Yorishiro 依代 is a sequel to the film Shio 潮.Together the films are part of a project consisting of three short films in which the location, the small Japanese island Yonaguni where wild horses roam, plays a prominent role. In Shio these horses and a Japanese girl seem to be waiting for something or someone. In Yorishiro and in Stay (working title, not yet filmed) a young girl and a slightly older one arrive separately on this remote island.
A 'Yorishiro' is something which or someone who temporarily or permanently holds the spirit or soul of 'kami' or (nature) gods. 'Yorishiro' moreover signifies transformation by metamorphosis. The younger and the older girl each change in a different way due to their stay on the island and the journey to it. Their arrival also causes the island itself to change.

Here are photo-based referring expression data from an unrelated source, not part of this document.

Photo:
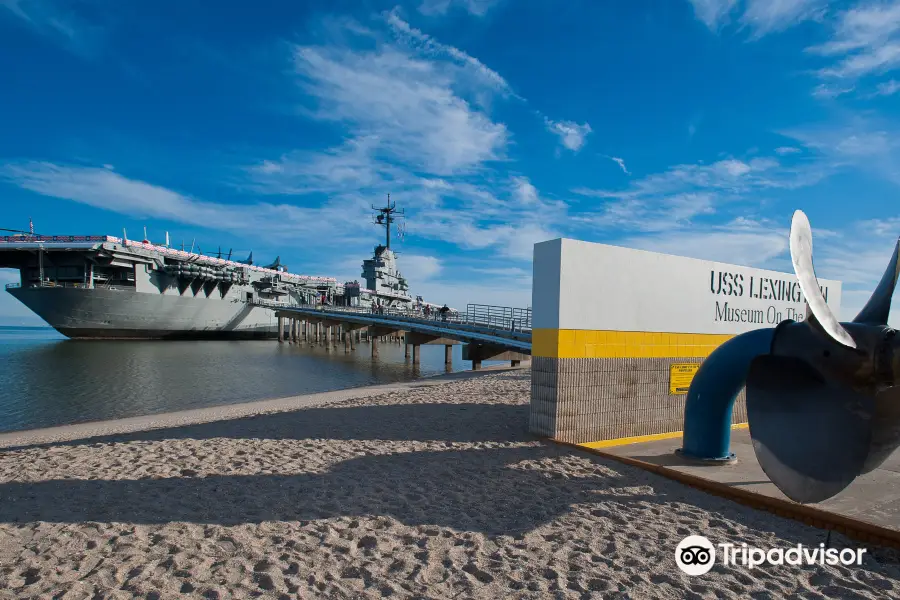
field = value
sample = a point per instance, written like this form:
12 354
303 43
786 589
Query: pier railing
499 317
476 315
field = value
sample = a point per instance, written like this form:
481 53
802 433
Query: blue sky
688 127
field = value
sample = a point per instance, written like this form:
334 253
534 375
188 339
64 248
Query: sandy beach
429 490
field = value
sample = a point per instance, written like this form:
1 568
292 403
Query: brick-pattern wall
591 399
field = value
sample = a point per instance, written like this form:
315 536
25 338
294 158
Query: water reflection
47 380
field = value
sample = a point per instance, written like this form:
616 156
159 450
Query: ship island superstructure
112 287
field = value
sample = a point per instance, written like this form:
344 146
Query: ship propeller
823 406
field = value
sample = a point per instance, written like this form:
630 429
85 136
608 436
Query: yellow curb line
637 439
815 517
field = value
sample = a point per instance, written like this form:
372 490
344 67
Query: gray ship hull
126 314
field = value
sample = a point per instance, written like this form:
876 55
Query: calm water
46 379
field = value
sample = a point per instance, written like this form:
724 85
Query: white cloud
525 192
865 40
772 16
886 88
829 92
731 177
409 105
862 144
106 189
785 150
713 13
571 134
430 46
762 17
441 7
64 27
620 162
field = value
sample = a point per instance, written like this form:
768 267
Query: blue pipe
710 401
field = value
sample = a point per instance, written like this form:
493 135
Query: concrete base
871 498
481 352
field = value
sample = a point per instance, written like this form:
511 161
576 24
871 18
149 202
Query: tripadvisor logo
696 555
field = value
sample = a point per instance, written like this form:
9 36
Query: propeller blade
878 307
810 437
885 428
801 257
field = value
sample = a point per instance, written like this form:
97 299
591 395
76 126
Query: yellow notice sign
680 377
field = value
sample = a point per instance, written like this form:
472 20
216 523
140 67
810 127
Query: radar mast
385 216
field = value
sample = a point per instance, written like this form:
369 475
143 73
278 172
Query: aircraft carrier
110 287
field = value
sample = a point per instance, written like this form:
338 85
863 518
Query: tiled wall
606 385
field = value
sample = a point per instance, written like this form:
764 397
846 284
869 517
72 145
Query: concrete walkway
873 498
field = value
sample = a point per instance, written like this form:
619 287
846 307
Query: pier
494 333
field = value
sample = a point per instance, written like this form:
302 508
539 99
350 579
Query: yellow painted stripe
577 343
637 439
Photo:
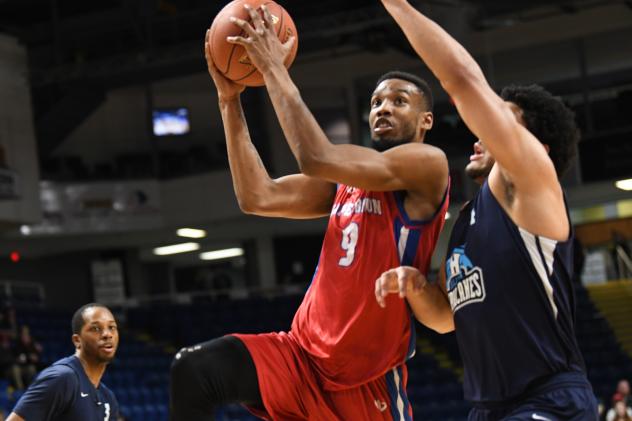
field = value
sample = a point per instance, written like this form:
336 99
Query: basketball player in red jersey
344 357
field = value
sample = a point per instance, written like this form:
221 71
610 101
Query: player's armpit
435 311
415 167
498 124
294 196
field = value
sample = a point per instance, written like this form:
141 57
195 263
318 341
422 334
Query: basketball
231 59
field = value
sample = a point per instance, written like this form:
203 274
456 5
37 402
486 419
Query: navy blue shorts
563 397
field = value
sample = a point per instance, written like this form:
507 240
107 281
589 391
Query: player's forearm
251 180
445 57
306 139
432 309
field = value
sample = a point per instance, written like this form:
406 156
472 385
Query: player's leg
210 374
561 404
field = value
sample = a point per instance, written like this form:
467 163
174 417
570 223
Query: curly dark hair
421 84
549 119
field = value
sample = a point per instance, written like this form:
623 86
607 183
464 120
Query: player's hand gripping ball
231 59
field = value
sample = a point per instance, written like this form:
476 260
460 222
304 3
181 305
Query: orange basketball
231 59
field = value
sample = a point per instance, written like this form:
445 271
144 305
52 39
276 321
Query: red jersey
350 338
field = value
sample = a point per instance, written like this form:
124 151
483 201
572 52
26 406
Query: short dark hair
77 319
548 119
421 84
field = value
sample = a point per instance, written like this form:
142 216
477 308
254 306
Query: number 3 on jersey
348 243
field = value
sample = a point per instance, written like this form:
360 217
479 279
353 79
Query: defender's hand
404 280
262 44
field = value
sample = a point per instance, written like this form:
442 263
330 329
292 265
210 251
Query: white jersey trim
543 268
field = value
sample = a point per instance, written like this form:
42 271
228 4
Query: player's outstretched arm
428 302
523 160
416 167
293 196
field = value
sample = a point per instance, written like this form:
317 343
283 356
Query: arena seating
139 376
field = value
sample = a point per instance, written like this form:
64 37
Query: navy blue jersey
64 392
513 302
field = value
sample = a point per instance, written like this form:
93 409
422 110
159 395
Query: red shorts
291 391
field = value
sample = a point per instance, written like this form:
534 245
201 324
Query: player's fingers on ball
378 292
248 29
267 17
290 42
402 282
239 40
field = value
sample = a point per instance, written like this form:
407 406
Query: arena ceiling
79 49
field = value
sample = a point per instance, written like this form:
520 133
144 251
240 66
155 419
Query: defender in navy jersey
506 284
71 389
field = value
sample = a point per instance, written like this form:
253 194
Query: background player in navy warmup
71 389
508 271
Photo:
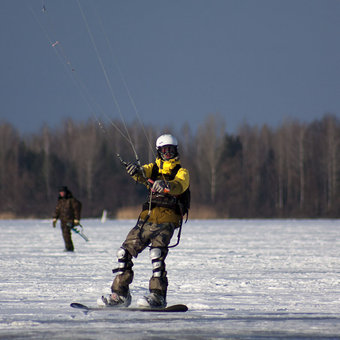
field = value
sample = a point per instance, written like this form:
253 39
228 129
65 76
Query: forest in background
291 171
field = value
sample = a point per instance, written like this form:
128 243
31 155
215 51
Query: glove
160 186
132 168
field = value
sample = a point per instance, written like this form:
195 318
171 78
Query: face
168 152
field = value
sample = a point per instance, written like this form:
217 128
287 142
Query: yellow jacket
177 186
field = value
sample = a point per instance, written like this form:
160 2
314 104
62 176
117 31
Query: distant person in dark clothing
67 210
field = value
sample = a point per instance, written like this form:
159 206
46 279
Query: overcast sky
168 62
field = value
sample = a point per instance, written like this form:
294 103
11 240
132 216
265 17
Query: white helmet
166 146
166 140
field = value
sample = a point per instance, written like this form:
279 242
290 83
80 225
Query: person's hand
132 168
160 186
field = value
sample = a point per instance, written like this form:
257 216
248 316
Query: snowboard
170 309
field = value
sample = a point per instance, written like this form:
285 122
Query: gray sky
254 61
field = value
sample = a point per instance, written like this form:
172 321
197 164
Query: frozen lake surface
241 279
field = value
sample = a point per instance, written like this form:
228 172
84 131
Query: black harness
180 203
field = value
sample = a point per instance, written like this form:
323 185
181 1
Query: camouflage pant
66 231
155 235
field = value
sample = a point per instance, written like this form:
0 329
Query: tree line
291 171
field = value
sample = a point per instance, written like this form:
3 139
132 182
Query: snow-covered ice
241 279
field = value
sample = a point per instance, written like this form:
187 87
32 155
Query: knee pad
124 261
158 265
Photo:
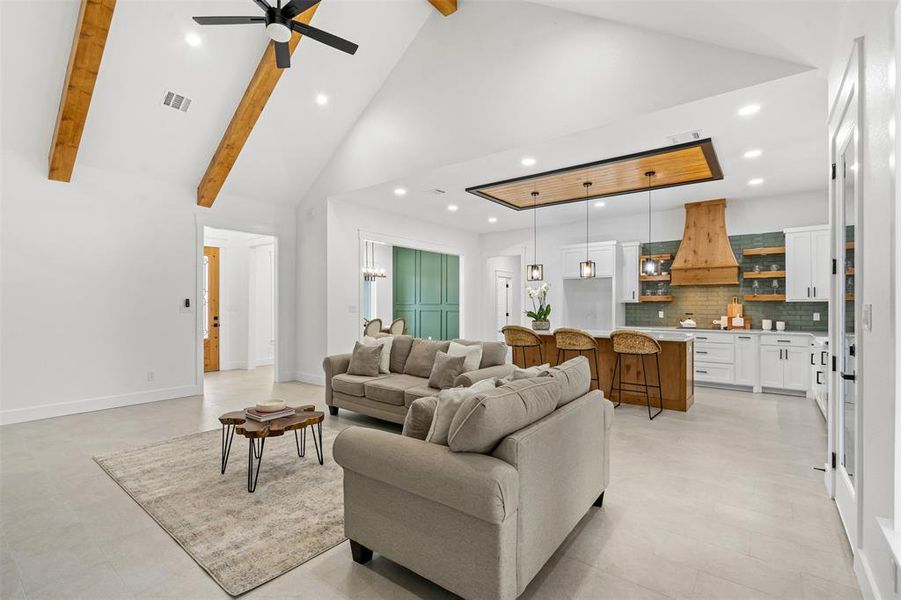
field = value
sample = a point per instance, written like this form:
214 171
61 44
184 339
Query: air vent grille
176 101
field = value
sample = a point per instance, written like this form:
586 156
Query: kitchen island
676 367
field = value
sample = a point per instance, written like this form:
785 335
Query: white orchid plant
541 309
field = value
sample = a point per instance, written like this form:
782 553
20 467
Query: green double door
427 293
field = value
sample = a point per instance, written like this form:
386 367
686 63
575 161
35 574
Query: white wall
742 217
245 298
94 274
874 22
348 224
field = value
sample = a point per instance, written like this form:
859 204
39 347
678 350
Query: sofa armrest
476 484
471 377
333 365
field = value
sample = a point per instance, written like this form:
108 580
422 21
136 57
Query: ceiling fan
279 25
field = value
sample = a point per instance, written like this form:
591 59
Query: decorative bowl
271 405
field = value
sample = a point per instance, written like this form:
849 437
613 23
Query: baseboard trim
311 378
59 409
868 588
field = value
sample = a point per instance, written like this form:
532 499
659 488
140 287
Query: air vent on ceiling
684 138
177 101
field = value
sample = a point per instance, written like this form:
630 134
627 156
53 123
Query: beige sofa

About this film trilogy Charlotte Dumas says: "In late November of last year I visited Japan in order to show the film Shio to everyone there who had made this production possible. That's when I spoke with Yuko Kitta – who had previously made the obi for me which appears in Shio – about my idea of making a horse costume for the little girl, who thinks that she's a horse, and about the importance of that horse costume, the importance of a costume in relation to transformation. This, and my experiences in Japan, inspired me to write a short story about a little girl who undertakes a journey to Yonaguni in a horse costume and finds her herd there. The inspiration stems from the costume itself, which has its own identity as an object, as well as from my own nearly five-year-old daughter who went around in a horse costume and behaved only like a horse for months."
Yorishiro is uncomplicated and light in character, and it provides beginnings of a second narrative which has a more serious tone and constitutes the third part of this film project. Each of the short films can be seen independently, but they overlap visually in many respects.